A estas alturas, 4 de enero de 2026, estoy profundamente consternado por un video que llegó a mis manos que horroriza los ojos de cualquier persona con un mínimo de sensibilidad. En la tragedia de Suiza con más de cuarenta muertos, algunos de los jóvenes asistían entusiasmados al espectáculo de destrucción a través del fuego, y todo porque podían retransmitirlo en directo y grabarlo. Sus gestos eran de una excitación terrible, que tendría su punto divertido de no ser porque esa insensatez acabaría con la muerte de alguno de ellos.

En lugar de salir corriendo, que hubiera sido lo sensato y salvífico, los ojos se abrían desaforadamente, entusiasmadamente, sin la más mínima aplicación racional para entender, como explicaba Óscar Wilde, que la única ventaja de jugar con fuego es que uno aprende a no quemarse. Las destructivas llamas se asomaban, a través de la pantalla, edulcoradas por una visión engañosa.

Nos encontramos en una terrible pérdida del sentido de la realidad, en la que la vida se abarata por la obsesión de jugar con ella como trileros, creyendo que vamos a engañar a los elementos que esconden riesgos desde los principios de la humanidad. Las nuevas tecnologías, que habrían de ser con su inteligencia artificial predictoras de peligros, se convierten en una idealización de lo que se ve a través de las pantallas que opaca nuestra visión de la verdad. Y ahí caemos, porque eludimos el sentido común que expone, como escribió José Luis Sampedro, que sólo vale la serenidad cuando hay fuego. 

He escuchado esta mañana que se está produciendo una regresión de las redes sociales, pero me temo que es un espejismo. Exactamente igual que, hace un cuarto de siglo, se habló del ocaso de las comunidades sociales (su predecesor) porque no satisfacían su utilidad para mejorar la vida de las personas.

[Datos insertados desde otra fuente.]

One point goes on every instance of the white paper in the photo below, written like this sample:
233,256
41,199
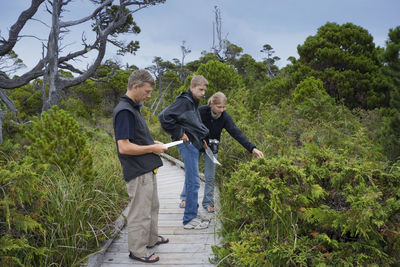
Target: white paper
173,143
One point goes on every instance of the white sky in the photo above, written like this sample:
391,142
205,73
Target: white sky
249,24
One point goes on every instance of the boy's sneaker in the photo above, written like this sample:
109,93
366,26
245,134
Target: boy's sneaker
196,224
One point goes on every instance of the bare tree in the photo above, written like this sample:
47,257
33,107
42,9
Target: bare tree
185,50
219,43
159,69
8,104
272,69
108,21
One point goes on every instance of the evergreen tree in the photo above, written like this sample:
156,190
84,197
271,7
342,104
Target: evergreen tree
345,58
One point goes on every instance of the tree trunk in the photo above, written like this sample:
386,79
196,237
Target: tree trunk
1,125
10,104
52,53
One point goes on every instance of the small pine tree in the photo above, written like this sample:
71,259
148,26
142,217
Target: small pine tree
58,141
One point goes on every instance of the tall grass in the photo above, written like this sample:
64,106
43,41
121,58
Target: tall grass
79,215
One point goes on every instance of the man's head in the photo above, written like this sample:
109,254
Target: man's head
218,102
198,86
140,86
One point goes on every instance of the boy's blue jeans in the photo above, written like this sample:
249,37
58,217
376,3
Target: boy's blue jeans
209,174
190,157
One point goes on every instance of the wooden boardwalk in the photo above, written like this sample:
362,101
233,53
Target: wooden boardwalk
186,247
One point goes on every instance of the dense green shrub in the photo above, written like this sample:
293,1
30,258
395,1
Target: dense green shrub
315,208
22,200
55,217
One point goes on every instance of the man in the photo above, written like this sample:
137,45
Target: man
139,157
182,121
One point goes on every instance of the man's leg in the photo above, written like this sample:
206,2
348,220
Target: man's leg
209,174
155,206
190,156
140,191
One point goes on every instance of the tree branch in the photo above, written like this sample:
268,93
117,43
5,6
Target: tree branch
7,46
34,73
79,21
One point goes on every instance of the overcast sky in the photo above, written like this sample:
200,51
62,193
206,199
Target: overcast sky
249,24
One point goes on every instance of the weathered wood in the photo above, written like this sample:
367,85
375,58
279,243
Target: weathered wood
186,247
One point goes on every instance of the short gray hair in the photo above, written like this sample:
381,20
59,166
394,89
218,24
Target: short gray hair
140,77
218,98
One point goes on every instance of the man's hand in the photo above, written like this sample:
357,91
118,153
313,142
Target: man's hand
158,147
184,138
258,153
205,144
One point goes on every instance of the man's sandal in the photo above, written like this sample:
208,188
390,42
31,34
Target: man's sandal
210,209
146,259
161,240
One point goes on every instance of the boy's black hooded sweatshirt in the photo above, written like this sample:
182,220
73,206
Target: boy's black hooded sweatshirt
183,116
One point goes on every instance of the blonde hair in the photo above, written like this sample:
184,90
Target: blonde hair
198,80
140,77
218,98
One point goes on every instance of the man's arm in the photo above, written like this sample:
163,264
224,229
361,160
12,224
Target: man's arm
126,147
169,122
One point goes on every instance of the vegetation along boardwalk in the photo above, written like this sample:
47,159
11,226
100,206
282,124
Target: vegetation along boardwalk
186,247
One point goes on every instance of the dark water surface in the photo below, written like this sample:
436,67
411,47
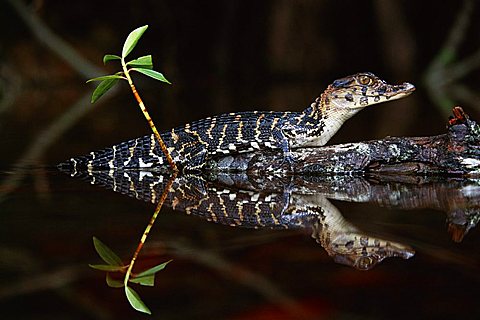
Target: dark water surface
219,271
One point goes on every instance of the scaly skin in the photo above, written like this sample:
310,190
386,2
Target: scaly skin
192,145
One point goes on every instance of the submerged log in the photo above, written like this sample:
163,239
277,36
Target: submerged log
456,152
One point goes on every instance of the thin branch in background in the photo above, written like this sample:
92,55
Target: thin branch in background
442,72
38,146
52,41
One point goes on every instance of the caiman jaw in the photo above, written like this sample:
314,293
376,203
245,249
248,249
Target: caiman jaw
397,91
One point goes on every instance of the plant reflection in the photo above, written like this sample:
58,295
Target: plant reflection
302,202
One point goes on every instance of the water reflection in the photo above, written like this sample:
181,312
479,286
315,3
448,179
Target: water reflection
302,202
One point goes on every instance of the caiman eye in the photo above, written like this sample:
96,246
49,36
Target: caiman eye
365,80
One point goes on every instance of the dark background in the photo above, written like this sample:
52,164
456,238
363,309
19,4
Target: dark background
223,56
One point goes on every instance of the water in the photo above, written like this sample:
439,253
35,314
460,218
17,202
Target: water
302,262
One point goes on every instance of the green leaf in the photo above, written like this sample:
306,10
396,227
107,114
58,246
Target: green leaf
110,57
144,62
153,270
106,253
144,281
152,74
135,300
132,40
106,267
101,89
114,283
109,77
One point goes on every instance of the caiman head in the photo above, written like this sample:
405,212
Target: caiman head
355,92
343,99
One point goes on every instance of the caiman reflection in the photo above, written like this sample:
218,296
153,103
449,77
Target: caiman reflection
242,201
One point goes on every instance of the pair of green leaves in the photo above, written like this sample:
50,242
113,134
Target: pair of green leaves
114,264
142,65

En el fondo, la perfecta previsibilidad de la inteligencia natural de lo que sucede cuando no se actúa con responsabilidad nos induce a mirar hacia atrás para impulsarnos hacia delante. Zaratustra fue rescatado por Nietzsche para proclamar que el ser humano es una cuerda atada entre el animal y el sobrehumano, una cuerda sobre el abismo. Un peligroso sobrevuelo, un peligroso estar de camino, un peligroso mirar atrás, un peligroso estremecerse y quedarse quieto. Y agregaba, hace más de tres mil años que lo grande en el ser humano es que es un puente y no un fin, que lo que puede amarse en él es que es una trascendencia y una decadencia. Por motivos obvios, hoy estamos en tiempos de decadencia.